Once the tenants receive the Section 5A Notice, they have a limited period, a stated date which cannot be fewer than two months, to respond and indicate their interest in purchasing the property. Importantly, it is the majority of qualifying tenants who are able to collectively accept the Notice. An acceptance by a mere single party will not have any effect. Typically upon receiving such a Notice, if the group of leaseholders comprising more than half of the leasehold flats in the building decide to exercise their right, they will usually appoint a Solicitor to act on their collective behalf. They must serve an acceptance notice to the landlord within the specified time frame. Failure to respond within the given period will result in their pre-emption right being lost. In other words, the landlord will then be able to proceed to transfer the property on the open market to whoever he wishes, however importantly, if he does so, he will need to ensure that it is not sold at an undervalue from the terms that were offered within the Notice.
A landlord that fails to either comply with the Right of First Refusal principles, or sells for a discount on the open market without having first offered it to the leaseholders for that price has contravened the legislation, for which there are civil as well as criminal consequences.
Once the Acceptance Notice has been given the leaseholders have a further period of two months, to inform the landlord of their "Nominee Purchaser", this is typically a limited company setup by the participating leaseholders which will act as the means for how the leaseholders will collectively own the Freehold after purchase.
The price would be required to be stated in the Section 5A Notice. This figure can be whatever sum the landlord decides, it is purely discretionary and does not have to be formulated by any particular method of calculation. The Right of First Refusal process is essentially a means to prevent a landlord from bypassing the leaseholders as purchasers only without offering that sum first.
Quite often it is unknown by the leaseholders whether the landlord actually has a party able to take up the price offered if the leaseholders do not.
However there is another means by which the leaseholders are able to purchase the Freehold which *does* provide a means of calculation, which is that of Collective Enfranchisement. Which is a subject we have covered on this website. Unlike the Right of First Refusal, it is one that is initiated by the leaseholders as opposed to the landlord.
It is recommend that if the leaseholders wish to gauge whether the price offered to them is a fair one, that they instruct a Chartered Surveyor who specialists in Enfranchisement valuation to calculate the Freehold value using such calculations in the Enfranchisement legislation.

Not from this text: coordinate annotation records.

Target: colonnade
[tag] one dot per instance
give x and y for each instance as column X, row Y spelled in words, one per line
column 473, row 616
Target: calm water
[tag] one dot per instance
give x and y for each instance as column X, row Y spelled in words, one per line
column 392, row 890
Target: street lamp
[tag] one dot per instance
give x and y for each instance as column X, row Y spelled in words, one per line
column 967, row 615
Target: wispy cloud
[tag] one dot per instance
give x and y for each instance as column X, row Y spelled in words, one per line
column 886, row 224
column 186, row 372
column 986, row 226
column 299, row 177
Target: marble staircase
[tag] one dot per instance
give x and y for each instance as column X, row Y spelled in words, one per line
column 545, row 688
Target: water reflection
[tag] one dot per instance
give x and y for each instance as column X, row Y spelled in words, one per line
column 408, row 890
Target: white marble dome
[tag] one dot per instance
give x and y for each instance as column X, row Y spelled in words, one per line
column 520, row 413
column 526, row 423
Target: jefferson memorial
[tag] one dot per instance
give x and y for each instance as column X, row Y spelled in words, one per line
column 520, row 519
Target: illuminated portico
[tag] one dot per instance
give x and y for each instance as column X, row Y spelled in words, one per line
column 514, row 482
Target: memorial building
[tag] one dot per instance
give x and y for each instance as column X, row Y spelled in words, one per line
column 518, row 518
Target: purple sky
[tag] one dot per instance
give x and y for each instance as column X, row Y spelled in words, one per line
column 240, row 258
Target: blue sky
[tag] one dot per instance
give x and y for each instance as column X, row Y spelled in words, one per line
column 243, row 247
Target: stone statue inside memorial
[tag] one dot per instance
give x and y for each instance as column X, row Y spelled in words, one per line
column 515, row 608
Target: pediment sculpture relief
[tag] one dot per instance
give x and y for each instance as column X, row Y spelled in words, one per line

Since the leaseholders only have 2 months to effectively decide whether they wish to exercise their pre-emption rights, it is highly recommend that they put such investigations into practice in good time.
The main risks to the leaseholders is that by not serving an Acceptance Notice, the Freehold may be transferred to an unknown unpredictable party. Since Management of the Estate is often controlled by the Freeholder, this can also mean that the management of the building could be in the hands of an unfavourable party.
Furthermore, since the price is discretionary, the landlord could offer an inflated overvalued price to the leaseholders, and if they have not valued the freehold they may be unaware of its true value.
The timeline provided by the legislation may seem generous on first impression, however, coordination between the leaseholders can be time-consuming - particularly when the freehold block is large. Often it can be difficult to get in touch with your neighbours in order to discuss the merits of participating as many leaseholders may let out their flats. Finding out their contacts is not always straightforward, for those that live in the flats, knocking on doors is the simplest solution. For those that do not either a request to the managing agent, or a land registry search to ascertain a correspondence address are possibilities. We have provided a useful letter that leaseholders could use in order to elicit participation from their neighbours at the top of this page.
The main risks to the Landlord concern failure to fulfill the duties of offering the rights in the first place, or transferring the property at a discount to another party are offering a higher price to the leaseholders. In such a case, the leaseholders effectively have the ability to force the sale of the freehold to them on the same terms that the price was sold to that party.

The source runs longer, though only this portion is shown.